Anti-angiogenic therapy holds great promise in the treatment of malignant ovarian tumors by inhibiting the formation of new blood vessels essential for tumor growth. Studies emphasize the central role of the VEGF/VEGFR signaling pathway in tumor vascularization [26,45]. Anti-angiogenic agents such as bevacizumab have demonstrated the ability to reduce tumor volume and improve patient survival when combined with chemotherapy [44].
However, challenges such as drug resistance and a limited number of prognostic biomarkers hinder the full effectiveness of anti-angiogenic drugs in ovarian cancer treatment [47]. Although these therapies improve progression-free survival, the overall survival benefits remain limited, necessitating careful patient selection due to the increased risk of serious side effects such as hypertension and gastrointestinal perforation [46].
Thus, while anti-angiogenic therapy represents a promising strategy, its efficacy in treating malignant ovarian tumors requires further optimization and a personalized approach to maximize therapeutic benefits.

10. Conclusions

A review of the literature and conducted studies on immunohistochemistry and angiogenesis in malignant ovarian tumors allows us to draw the following key conclusions.
Angiogenesis plays a crucial role in the development and progression of malignant ovarian tumors. Dysregulation of angiogenic processes, associated with high expression of angiogenic factors, promotes intensive tumor growth, invasion, and metastasis. Immunohistochemical markers of angiogenesis have high prognostic significance.
The expression of markers such as VEGF, CD31, and CD34 allows for the assessment of angiogenic activity and prediction of disease progression in patients with malignant ovarian tumors. Anti-angiogenic therapy represents a promising approach in the treatment of ovarian tumors. VEGF inhibitors and other agents targeting angiogenesis suppression can improve treatment outcomes and patient prognosis.

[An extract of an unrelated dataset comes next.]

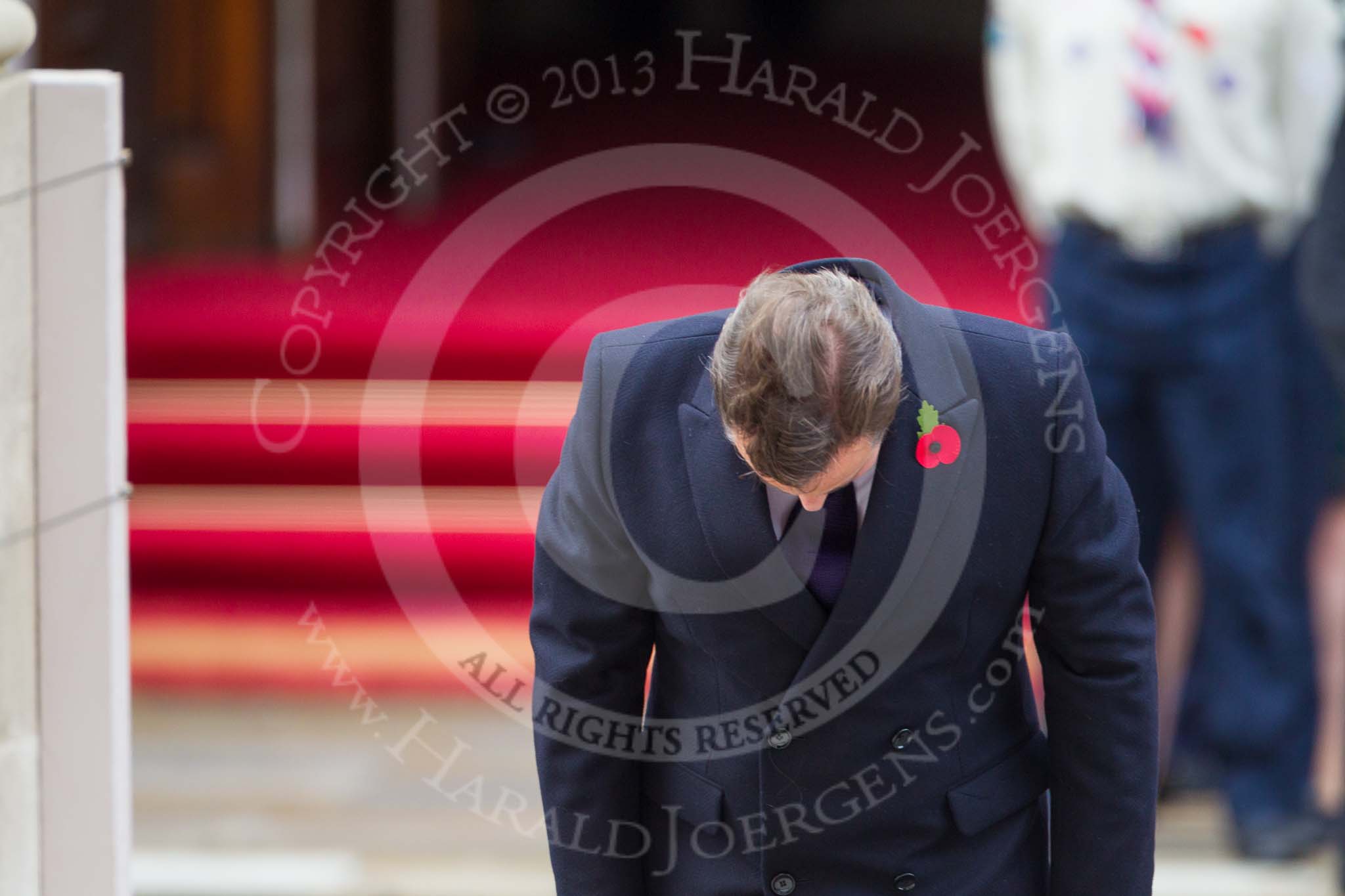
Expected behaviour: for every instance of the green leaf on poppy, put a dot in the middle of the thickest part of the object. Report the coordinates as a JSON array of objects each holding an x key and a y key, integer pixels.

11. Future Research Perspectives

Further research in the field of immunohistochemistry and angiogenesis in malignant ovarian tumors should focus on:
Identifying new angiogenic markers for prognosis;
Studying mechanisms of resistance to anti-angiogenic therapy to overcome drug resistance;
Developing innovative approaches for investigating tumor heterogeneity and creating personalized therapeutic strategies.
Promising innovative approaches include multiplex immunohistochemical analysis to improve diagnostic precision, molecular imaging methods to visualize angiogenic processes and identify new therapeutic targets, and single-cell sequencing to study tumor cell population heterogeneity and uncover novel mechanisms of angiogenesis regulation.
Such studies have the potential to significantly enhance diagnosis, prognosis, and treatment of malignant ovarian tumors, ultimately improving patient outcomes.